I don't have a link handy, but if you do a search or look at your owners manual you can find more details on adjustment and this will likely be a cure.


----------



## alblancher

Dan just described the process to make liquid smoke.

If the flame is properly adjusted as described by MGNorCal try just running the smoker without food in it for a couple of hours.  If just seems that you have a lot of moisture (could be from the gas) hitting the smoker and turning the grease and old smoke into condensate.  Change your tank, see if the last refueling gave you a bunch of water  vapor in the gas.  Is the smoker running at a lower temp then normal?

You said the residue is greasy, carbon from improperly burned gas will not be greasy unless it is picking it up from the food.  Maybe an old china plate in the smoker while you run it empty will give you a better sample of the residue.

Al


----------



## surestop

Black Residue on meat, same problem discovered the tube connecting to the burner had a spider nest inside. Used a bottle washer to ream it out. Worked, the nest came out on the brush bristles (got a packet of bottle brushes at Harbor Freight). All's well am smokin' away like no bodies business.


----------



## Tim P.

surestop said:


> Black Residue on meat, same problem discovered the tube connecting to the burner had a spider nest inside. Used a bottle washer to ream it out. Worked, the nest came out on the brush bristles (got a packet of bottle brushes at Harbor Freight).

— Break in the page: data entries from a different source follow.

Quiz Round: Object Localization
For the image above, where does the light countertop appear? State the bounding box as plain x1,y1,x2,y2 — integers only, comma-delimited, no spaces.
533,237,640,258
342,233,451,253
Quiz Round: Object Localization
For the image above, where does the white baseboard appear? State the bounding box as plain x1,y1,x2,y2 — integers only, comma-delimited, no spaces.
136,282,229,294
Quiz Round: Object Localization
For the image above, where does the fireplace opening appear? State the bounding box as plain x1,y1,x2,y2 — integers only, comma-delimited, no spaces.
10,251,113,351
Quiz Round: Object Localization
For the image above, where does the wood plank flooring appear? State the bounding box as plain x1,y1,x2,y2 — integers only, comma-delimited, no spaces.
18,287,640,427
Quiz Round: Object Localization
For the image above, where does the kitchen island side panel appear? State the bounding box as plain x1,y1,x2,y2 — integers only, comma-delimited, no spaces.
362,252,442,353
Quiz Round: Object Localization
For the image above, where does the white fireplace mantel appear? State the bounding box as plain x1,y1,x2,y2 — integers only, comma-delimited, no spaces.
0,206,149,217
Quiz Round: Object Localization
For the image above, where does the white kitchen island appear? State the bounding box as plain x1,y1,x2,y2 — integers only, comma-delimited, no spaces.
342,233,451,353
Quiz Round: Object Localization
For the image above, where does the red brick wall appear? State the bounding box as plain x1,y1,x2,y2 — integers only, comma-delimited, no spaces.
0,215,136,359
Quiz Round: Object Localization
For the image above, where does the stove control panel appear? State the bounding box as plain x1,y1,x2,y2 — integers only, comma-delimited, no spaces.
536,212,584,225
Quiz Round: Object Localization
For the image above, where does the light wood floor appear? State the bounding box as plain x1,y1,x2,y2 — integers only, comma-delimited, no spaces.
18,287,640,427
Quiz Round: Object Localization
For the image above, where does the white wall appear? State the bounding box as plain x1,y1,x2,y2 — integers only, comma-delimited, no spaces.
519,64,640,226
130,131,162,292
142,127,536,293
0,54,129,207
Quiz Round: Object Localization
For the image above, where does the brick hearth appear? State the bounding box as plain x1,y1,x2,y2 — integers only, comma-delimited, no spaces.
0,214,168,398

All's well am smokin' away like no bodies business.


My first time here, thanks for being here to help.
In Jan. 2020, I just purchased the Camp Chef Woodwind Pellet Smoker.  For several years I used a Masterbuilt smoker until it finally died,
The Camp Chef works really well with good Temp settings, smoke level settings and wifi monitoring.

But I have the same issue as you with Black Residue on meat.  Especially chicken being the color it is, it is black when finished.  It is cooked well but has that residue.  I am using their Camp Chef pellets, I have different temps from 225 on up.  Being used only a few times, the chimney and grill is clean.  This started right away.  Camp Chef support tries to help with tips, but none really has changed the problem.  So here I am with an expensive grill, new and black residue.  I read your other answers, wondered if anyone has additional ideas.  Thanks


----------